A report of the Foreign Employment Promotion Board (FEPB) shows that at least 71 Nepali women have died in the labour destinations while hundreds more have been rescued in the past six years.
The exact toll could be twice as much since the report includes only those leaving the countries through the legal channel.
The government estimates that a majority of female migrant workers take informal routes due to the state’s restrictions on women going abroad for job.
The given causes of death are cardiac arrest, heart attack, natural death, suicide, traffic accident and work place accident. Almost all of the deceased were domestic workers.
Government officials do not wholly buy the reports claiming that the number and reported causes of death are ‘unbelievable’ considering the nature of work.
“There could be hidden reasons behind these deaths as female domestic workers usually work indoors, which in theory is safer than the working environment for men such as outdoor construction and farming,” said an FEPB source.
It is hard to find reliable evidences of the living and working conditions of domestic female workers in the Gulf as the governments restrict their right to organise and deny media access to households.

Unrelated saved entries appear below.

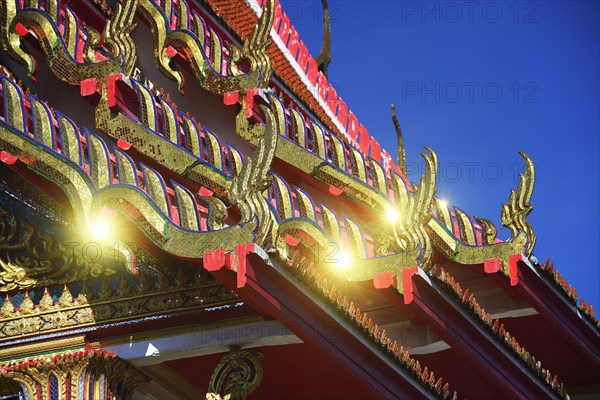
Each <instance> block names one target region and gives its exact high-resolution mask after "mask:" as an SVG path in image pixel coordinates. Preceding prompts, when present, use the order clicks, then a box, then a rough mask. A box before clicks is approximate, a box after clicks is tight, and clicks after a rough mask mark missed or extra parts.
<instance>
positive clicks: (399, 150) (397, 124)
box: [391, 103, 406, 176]
mask: <svg viewBox="0 0 600 400" xmlns="http://www.w3.org/2000/svg"><path fill="white" fill-rule="evenodd" d="M391 107H392V121H393V122H394V127H395V128H396V138H397V139H398V167H399V168H400V171H402V173H403V174H404V176H406V152H405V151H404V138H403V137H402V128H400V123H399V122H398V118H397V117H396V105H395V104H394V103H392V105H391Z"/></svg>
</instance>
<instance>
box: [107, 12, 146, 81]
mask: <svg viewBox="0 0 600 400" xmlns="http://www.w3.org/2000/svg"><path fill="white" fill-rule="evenodd" d="M137 3H138V2H137V0H125V1H124V2H123V3H118V4H117V10H116V12H115V13H114V14H113V15H112V16H111V18H110V19H108V20H107V21H106V25H105V26H104V30H103V31H102V36H103V37H104V41H105V42H106V43H107V44H108V45H109V46H110V47H111V49H112V51H113V54H114V55H115V56H117V57H119V56H120V57H122V59H123V73H124V74H125V75H127V76H130V75H131V74H132V73H133V69H134V67H135V62H136V59H137V52H136V48H135V43H134V42H133V39H131V36H130V33H131V32H133V31H134V30H135V28H136V26H137V24H135V23H134V22H133V18H134V17H135V12H136V9H137Z"/></svg>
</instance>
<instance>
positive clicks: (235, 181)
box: [229, 99, 281, 246]
mask: <svg viewBox="0 0 600 400" xmlns="http://www.w3.org/2000/svg"><path fill="white" fill-rule="evenodd" d="M273 101H274V100H273V99H272V100H271V102H273ZM261 110H262V112H263V113H264V115H265V129H264V130H263V136H262V137H261V138H260V140H259V142H258V145H257V146H256V149H255V150H254V153H252V156H250V157H248V158H247V159H246V163H245V164H244V166H243V168H242V170H241V171H240V173H239V174H238V175H237V176H236V177H235V178H234V179H233V183H232V184H231V190H230V192H229V197H230V199H231V202H232V203H233V204H235V205H236V206H238V207H239V209H240V212H241V214H242V219H241V223H247V222H250V221H251V220H252V219H253V218H254V217H255V216H256V217H258V232H257V234H256V243H258V244H259V245H261V246H263V245H265V244H267V242H268V236H269V234H270V233H271V231H272V229H271V228H272V227H273V216H272V214H271V211H270V209H269V206H268V205H267V203H266V202H265V199H264V197H263V195H262V194H263V192H264V191H265V190H267V188H268V187H269V186H270V185H271V174H270V172H269V171H270V170H271V163H272V161H273V158H274V157H275V149H276V147H277V138H278V137H279V131H280V130H279V129H281V127H280V126H279V124H278V123H277V119H276V118H275V117H274V116H273V112H272V111H271V110H270V109H269V108H268V107H266V106H263V105H261Z"/></svg>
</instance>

Rights groups and experts say the Nepali government has not been doing enough to ensure safe migration or exert pressure on the labour destination to respect fundamental rights by amending discriminatory laws.
Nepal has not signed a separate labour pact for female workers with any labour-receiving country though an estimated 300,000 Nepali women are currently working across the Middle East.
Accumulated data from Nepali embassies in Qatar, Kuwait, the United Arab Emirates, Saudi Arabia, Bahrain, Oman, Jordan and Lebanon show some 100 women are being rescued every month.
The Nepali mission in Saudi Arabia said it rescues 30 women on an average every month from the oil-rich kingdom that is home to some 70,000 Nepali women.
Recent reports of rights groups including Amnesty International and Human Rights Watch show domestic workers in the Gulf are exposed to forced-labour, under-pay, physical violence and sexual exploitation often without the possibilities of legal redress.
“Women who find themselves in abusive households face utterly miserable conditions. They have few options—if they choose simply to get out of the house, they will be branded runaway, putting them at the risk of being arrested, detained and deported on the charge of absconding,” reads an AI report on domestic workers released on Wednesday.
Women who report sexual abuse from their employers also risk being charged with illicit relation, says the report based on women migrants’ experience in Qatar.
An increasing number of Nepali women are going aboard for jobs in a dream of better future even without moral and legal support from their families and state.
A recent study on trafficking conducted by University of Sheffield shows a large number of women are migrating via informal networks and personal connection.
The trend, the research concludes, is risky and expensive, does not guarantee job placement, and is often controlled by agents that are not officially registered.
“The government has largely failed to fight trafficking due to the apparent gap in the current policy and interventions,” said Sara Devkota, a member of the research team led by Prof Paul Bissell.